事務局長三浦章男の事務局日誌やイベントの案内、意見・記録の投稿

二子沼から松代登山道尾根に抜ける(5)

2010-03-12 05:09:40 | Weblog
 (今日の写真は、3月6日に、松代登山道尾根の夏道沿いにある「簡易水道施設」付近の「雪解け」部分で見た「フキノトウ」だ。
 だが、まだ「名前」の体をなしていない。まだ「薹」にはなっていないのだ。「フキノツボミ」といっていいだろう。
 「フキノトウ」はキク科の多年草である蕗(ふき)の若い花茎のことだ。長い茎を塔に見立ててこのように呼んだのが名前の由来であり、隣県秋田の県花でもある。
 春になって芽を出す菜の類を春菜(はるな)または若菜(わかな)と言う。「フキノトウ」もその中の一つだ。万葉の時代には春に「若菜摘み」をし、不老不死を願って食べたようである。
「雌雄異株」で雌花は白色に近く、雄花はやや黄みがかっている。「口に春を溢れさせるそのほろ苦い味」は格別であろう。
 ところで、今週はかなりの降雪ががあった。冬に逆戻りかなと思っていたが、またすぐに冬を忘れさせるような「春めいた」状態が戻ってきた。
 日ごとに昼が長くなり、太陽の光も強くなってきた。今朝は、小鳥の生き生きとしたさえずりも聞こえた。小鳥は気温よりも、陽光の強さで春の足音を感じ取っているというのだ。
 古来から、春を待ちわびる言葉に「春隣(はる、となり)」ということがある。これは「冬ながら春のとなりの近ければ、中垣よりぞ花は散りける」という古今集の歌が語源で、雪を花に見立てて春を待つという日本人に特有な、叙情的な気持ちを表しているのだ。

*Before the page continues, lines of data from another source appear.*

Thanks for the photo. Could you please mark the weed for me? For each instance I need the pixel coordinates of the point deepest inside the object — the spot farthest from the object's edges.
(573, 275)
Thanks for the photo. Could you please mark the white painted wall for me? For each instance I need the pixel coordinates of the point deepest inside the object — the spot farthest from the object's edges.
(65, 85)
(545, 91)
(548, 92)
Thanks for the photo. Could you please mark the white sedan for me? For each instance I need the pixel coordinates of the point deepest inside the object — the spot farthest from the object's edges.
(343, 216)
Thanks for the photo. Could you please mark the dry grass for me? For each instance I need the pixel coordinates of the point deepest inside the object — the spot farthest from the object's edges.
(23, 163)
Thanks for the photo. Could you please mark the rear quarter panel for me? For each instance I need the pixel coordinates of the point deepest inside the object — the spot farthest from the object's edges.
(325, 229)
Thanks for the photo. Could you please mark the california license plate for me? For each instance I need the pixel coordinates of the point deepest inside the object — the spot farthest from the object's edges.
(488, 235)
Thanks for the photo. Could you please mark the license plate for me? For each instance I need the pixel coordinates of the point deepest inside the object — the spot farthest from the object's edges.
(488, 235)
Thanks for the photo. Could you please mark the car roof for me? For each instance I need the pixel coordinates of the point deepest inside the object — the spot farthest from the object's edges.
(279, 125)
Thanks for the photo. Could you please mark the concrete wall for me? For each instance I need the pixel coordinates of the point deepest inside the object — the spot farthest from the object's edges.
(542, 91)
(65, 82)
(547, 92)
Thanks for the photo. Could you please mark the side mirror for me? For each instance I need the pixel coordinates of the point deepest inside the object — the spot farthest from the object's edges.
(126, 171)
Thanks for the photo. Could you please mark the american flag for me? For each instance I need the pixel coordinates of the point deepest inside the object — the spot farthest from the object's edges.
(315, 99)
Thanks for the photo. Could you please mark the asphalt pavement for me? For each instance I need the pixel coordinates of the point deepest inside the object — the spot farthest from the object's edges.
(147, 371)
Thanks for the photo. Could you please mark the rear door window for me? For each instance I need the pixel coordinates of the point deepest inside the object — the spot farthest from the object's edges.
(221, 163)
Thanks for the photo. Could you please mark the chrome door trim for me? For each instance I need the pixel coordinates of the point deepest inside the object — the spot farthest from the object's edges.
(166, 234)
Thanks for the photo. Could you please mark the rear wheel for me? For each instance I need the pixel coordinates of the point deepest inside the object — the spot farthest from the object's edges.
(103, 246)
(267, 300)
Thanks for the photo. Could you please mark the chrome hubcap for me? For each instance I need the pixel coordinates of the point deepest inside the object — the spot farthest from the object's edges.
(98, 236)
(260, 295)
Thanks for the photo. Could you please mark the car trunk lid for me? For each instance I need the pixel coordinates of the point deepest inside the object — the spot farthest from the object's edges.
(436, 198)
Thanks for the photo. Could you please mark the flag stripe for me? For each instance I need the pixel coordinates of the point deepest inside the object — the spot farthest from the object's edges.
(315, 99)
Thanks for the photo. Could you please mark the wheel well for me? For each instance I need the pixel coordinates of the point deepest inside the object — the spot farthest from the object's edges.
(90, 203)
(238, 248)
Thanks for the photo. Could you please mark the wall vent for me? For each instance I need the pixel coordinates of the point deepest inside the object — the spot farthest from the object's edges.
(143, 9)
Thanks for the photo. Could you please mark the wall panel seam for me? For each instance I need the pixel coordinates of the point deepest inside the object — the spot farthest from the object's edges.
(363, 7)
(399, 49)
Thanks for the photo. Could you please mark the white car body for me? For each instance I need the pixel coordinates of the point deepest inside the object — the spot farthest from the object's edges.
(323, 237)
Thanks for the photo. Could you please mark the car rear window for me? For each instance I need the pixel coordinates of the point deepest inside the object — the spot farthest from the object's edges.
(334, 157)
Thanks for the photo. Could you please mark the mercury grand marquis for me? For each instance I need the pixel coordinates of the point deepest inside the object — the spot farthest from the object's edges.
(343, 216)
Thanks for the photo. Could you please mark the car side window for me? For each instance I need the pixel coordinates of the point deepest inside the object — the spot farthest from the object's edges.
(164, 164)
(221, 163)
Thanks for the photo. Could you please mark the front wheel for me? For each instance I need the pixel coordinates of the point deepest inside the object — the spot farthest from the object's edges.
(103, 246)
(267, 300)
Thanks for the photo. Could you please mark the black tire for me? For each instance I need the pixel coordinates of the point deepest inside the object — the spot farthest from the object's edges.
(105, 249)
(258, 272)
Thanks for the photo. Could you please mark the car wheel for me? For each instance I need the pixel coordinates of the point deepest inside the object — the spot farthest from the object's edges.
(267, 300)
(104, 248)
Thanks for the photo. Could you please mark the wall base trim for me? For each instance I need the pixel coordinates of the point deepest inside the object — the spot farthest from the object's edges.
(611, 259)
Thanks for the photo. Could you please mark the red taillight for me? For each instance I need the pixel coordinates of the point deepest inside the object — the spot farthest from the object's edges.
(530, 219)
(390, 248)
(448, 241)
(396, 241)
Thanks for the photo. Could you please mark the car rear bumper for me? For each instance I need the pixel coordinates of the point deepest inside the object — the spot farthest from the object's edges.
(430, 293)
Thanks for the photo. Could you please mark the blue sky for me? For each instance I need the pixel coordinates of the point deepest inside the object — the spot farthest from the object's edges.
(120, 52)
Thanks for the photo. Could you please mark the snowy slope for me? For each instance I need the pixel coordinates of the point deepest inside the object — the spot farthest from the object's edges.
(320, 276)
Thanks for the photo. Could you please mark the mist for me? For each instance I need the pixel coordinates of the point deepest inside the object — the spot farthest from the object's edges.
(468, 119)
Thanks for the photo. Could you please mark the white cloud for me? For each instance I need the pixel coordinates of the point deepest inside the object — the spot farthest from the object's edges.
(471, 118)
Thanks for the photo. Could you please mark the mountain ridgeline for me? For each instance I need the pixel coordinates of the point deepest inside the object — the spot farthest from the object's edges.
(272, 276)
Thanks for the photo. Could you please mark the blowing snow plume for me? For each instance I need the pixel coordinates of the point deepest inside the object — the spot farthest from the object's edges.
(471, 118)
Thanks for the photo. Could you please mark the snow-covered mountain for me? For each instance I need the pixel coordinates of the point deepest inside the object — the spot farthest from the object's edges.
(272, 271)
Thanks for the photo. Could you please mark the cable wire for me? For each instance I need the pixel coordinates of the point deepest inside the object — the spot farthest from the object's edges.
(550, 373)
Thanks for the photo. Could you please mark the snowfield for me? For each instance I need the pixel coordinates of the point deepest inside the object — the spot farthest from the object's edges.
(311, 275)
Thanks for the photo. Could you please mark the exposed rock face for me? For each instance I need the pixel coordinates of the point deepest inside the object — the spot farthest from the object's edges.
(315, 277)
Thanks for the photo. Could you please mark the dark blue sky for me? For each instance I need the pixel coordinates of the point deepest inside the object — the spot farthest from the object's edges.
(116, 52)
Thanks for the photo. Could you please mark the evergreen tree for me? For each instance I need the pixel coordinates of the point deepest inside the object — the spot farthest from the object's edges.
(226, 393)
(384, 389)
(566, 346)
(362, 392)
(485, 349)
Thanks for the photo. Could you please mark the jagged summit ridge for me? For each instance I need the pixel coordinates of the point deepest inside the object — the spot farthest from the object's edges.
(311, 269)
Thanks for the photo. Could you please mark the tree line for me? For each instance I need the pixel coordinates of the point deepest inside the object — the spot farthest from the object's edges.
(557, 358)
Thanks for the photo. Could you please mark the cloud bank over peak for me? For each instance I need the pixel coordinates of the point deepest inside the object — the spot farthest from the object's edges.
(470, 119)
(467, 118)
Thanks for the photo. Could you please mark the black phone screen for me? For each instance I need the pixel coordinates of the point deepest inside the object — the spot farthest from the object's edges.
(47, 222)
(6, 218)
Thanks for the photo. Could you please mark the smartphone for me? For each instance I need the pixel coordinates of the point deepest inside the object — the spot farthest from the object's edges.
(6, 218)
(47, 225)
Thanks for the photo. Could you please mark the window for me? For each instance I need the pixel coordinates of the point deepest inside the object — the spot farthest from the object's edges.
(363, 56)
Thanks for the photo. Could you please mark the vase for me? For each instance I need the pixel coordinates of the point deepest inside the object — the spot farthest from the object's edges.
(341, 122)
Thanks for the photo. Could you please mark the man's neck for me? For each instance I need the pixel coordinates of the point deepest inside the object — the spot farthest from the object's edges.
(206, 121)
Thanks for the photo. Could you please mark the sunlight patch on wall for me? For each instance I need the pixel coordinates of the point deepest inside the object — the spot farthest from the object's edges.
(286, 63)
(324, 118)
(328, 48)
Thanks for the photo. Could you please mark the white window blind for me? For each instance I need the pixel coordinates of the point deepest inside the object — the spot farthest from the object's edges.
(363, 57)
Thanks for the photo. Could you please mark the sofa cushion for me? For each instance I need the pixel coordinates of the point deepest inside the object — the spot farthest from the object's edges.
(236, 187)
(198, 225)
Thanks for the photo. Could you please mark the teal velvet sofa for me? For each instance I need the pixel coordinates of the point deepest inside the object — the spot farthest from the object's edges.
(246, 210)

 西洋と東洋を問わず、食文化の核心は、酸味や苦みをどう楽しむかだと言われている。『春の皿には苦みを盛れ』とは日本人の感覚だ。
 季節という大きな自然の循環を身体に取り込む感動を、日本人は大切にしてきたのである。
 この『春の皿には苦みを盛れ』の代表格が「フキノトウ」だろう。万葉集で山部赤人 は「明日よりは春菜摘まむと、標(し)めし野に、昨日も今日も雪は降りつつ」
と詠っている。
 …明日から春菜を摘もうと、野に標(しめ)を張っておいたのに、昨日も今日も雪が降っていることよ…とでも訳せばいいだろう。
 全く技巧のないあるがままの情景を詠んでいる。これぞ観察の基本だ。万葉歌人はこのように技巧に走らず、飾らずそのまま率直に歌を作ったのだ。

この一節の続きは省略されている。